In late 2013, my group at work got re-orged and retasked with working on Application Insights, Microsoft’s publicly available telemetry solution. Eventually in early 2015 I added Application Insights telemetry to the service and the website using the PHP version of our sdk. Within a few days of doing that, I’d found 2 bugs that had apparently been in the backend processing for probably a decade.
- One bug (2 characters in a php script) meant that there was a small race condition where a user with the same name could be created twice. After that user existed more than once, the bug ensured that forever after that, whenever that user attempted to use the plug-in, they’d get yet another user with their name created. Worst case, there was one character with 5067 duplicate entries! After fixing the bug, identifying the duplicates and deleting 19653 duplicates, the plugin started working for those 13 people who’d had random failures. This is the dip of users in the chart in Feb of 2015.

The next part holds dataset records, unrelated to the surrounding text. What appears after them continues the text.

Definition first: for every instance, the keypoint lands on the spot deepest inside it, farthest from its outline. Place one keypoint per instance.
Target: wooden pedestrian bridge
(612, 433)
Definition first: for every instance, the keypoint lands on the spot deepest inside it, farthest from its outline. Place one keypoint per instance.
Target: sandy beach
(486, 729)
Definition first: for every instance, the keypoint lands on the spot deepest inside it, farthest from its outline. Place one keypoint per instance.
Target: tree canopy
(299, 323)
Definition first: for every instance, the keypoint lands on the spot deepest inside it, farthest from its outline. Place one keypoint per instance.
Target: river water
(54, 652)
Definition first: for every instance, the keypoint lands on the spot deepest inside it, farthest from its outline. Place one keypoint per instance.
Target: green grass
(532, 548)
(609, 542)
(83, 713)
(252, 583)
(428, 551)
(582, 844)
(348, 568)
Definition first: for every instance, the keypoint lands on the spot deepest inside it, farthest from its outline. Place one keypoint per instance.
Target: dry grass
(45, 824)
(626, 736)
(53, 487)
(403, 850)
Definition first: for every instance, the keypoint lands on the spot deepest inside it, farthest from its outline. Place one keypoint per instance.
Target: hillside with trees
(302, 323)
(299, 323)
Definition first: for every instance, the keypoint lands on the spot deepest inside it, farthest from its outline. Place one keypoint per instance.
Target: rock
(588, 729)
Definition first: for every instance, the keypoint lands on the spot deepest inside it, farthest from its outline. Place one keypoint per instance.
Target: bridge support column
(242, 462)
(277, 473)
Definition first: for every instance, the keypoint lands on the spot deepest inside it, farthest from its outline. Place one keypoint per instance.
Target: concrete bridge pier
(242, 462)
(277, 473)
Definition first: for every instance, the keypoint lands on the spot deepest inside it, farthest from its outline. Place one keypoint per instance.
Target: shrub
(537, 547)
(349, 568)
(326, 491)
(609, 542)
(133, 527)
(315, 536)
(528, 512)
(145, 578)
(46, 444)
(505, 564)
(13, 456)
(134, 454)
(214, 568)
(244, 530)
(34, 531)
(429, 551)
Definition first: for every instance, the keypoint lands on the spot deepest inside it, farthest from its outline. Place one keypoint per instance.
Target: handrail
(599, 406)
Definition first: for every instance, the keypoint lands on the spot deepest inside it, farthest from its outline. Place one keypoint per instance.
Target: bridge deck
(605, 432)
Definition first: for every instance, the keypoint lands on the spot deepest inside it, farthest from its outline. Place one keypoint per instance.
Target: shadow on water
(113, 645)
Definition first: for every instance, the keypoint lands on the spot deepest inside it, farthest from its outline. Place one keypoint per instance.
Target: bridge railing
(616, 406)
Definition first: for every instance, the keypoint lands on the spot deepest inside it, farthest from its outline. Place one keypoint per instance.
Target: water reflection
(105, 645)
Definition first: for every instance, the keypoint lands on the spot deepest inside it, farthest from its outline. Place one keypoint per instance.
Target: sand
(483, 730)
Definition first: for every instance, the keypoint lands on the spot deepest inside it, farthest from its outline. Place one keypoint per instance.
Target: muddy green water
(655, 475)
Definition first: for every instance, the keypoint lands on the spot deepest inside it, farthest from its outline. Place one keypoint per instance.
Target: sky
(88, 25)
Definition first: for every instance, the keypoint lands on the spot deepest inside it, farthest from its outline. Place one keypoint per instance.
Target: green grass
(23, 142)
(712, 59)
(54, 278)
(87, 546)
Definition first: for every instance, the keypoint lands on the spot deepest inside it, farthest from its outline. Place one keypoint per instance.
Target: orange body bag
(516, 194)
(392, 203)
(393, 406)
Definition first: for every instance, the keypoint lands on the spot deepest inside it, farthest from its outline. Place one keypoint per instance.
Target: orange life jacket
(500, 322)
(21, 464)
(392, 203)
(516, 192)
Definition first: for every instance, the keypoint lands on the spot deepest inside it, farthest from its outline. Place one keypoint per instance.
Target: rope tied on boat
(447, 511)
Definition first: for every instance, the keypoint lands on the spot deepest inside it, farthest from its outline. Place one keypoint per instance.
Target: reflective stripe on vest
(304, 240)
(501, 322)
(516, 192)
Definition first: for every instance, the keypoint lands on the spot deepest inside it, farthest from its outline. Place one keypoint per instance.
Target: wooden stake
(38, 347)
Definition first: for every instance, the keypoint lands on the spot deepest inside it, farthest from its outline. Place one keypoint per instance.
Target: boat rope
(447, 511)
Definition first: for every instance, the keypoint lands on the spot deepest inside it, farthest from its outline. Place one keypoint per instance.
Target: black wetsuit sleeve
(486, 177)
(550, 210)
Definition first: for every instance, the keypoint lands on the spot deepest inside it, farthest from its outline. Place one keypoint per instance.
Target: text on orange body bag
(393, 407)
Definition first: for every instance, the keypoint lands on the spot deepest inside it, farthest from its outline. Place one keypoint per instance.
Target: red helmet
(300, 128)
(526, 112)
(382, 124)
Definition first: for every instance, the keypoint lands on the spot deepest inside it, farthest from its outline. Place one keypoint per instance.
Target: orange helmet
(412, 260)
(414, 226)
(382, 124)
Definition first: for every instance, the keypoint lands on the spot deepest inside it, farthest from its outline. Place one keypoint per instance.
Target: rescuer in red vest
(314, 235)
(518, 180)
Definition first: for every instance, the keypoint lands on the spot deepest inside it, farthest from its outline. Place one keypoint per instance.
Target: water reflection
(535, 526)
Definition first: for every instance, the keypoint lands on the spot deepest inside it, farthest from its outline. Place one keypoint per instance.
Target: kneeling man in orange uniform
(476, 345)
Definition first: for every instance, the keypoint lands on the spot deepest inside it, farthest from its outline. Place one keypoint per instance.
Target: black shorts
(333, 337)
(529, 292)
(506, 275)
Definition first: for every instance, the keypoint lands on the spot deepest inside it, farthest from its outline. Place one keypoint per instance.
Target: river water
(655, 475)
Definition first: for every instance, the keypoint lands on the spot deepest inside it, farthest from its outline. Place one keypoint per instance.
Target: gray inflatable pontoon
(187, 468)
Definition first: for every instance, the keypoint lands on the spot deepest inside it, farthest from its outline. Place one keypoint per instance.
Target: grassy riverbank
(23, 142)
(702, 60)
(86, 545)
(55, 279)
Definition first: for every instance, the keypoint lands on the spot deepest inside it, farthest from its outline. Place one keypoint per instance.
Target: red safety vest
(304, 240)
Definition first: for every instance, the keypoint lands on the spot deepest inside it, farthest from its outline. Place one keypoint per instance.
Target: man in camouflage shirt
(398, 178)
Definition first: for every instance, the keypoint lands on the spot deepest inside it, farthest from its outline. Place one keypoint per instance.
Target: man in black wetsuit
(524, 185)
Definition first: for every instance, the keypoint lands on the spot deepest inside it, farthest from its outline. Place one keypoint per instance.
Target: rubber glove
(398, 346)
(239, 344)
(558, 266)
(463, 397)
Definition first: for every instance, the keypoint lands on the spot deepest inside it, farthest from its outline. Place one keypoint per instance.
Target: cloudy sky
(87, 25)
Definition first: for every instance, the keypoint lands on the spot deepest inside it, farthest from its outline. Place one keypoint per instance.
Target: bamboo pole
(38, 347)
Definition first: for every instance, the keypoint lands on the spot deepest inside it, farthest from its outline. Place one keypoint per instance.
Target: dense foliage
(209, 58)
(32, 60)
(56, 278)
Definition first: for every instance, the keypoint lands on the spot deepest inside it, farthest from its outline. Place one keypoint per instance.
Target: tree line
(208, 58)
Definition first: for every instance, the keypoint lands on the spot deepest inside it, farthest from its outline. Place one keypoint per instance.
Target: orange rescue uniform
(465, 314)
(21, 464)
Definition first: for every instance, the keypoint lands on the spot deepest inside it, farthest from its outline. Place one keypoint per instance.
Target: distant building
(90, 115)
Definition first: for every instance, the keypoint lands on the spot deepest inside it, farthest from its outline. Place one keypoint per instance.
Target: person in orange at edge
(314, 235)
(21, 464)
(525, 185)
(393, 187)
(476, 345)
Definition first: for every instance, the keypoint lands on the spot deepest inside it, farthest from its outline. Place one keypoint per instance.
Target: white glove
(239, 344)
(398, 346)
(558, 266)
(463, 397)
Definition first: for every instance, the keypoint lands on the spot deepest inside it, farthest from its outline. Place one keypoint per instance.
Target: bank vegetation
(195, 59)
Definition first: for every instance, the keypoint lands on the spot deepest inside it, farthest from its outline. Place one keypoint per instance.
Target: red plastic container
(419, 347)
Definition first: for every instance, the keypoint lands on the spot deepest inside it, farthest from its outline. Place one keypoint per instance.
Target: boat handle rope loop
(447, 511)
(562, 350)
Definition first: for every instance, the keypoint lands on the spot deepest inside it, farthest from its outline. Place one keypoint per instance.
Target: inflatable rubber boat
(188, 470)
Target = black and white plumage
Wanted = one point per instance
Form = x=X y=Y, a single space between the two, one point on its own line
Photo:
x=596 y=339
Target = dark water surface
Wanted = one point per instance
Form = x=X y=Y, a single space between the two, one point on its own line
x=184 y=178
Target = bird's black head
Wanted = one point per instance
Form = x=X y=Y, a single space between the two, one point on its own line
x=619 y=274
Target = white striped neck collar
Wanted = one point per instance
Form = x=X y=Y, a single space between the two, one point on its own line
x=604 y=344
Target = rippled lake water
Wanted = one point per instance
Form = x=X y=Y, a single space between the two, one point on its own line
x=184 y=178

- The second bug was people failing to authenticate, because their user was showing up as named “LoginNotComplete”, either an issue first logging in, or possibly upon logging out and attempting to send a submission? I’m not sure when this started happening, but it was probably some change in the AC client. Once I found it in failure telemetry, I found a way to work around it in most cases.
In Sept of 2015 telemetry also showed me that something was wrong as all submissions dropped to 0. I worked backwards through all my stuff, only to find out it was a massive AC server migration, so nobody could play, so nobody could submit updates.
The end of telemetry. There’s an interesting little uptick of PK activity the last day or so before the shutdown.
Thanks for sharing this!
Something seems off with the heatmap. Oolutanga’s Refuge was a very active PK area for years yet there isn’t any indication of it on the map. Any idea what’s going on there?
Would you be willing to share the raw data?
I could totally do that. what kind of format would be best? it’s all in a mysql db right now. i wouldn’t want to dump the whole DB for sharing, but could probably dump kill date/time/location pretty easily. the kill map for trophyhunter looks a lot more sane, the red dots pretty much make a perfect outline of the entire landmass. but something seems “off” somehow with the pk data but i can’t figure out what it is. it seems “reasonable” but not “correct” i hadn’t played in years though…
Would you be willing to release your plugin source now that the game is dead?
its a good thought. now that people are using emulators, i might just turn it back on with the new server names people ask for?
the plugin source by itself isn’t super useful, as you still need a service side thing to collect and process data.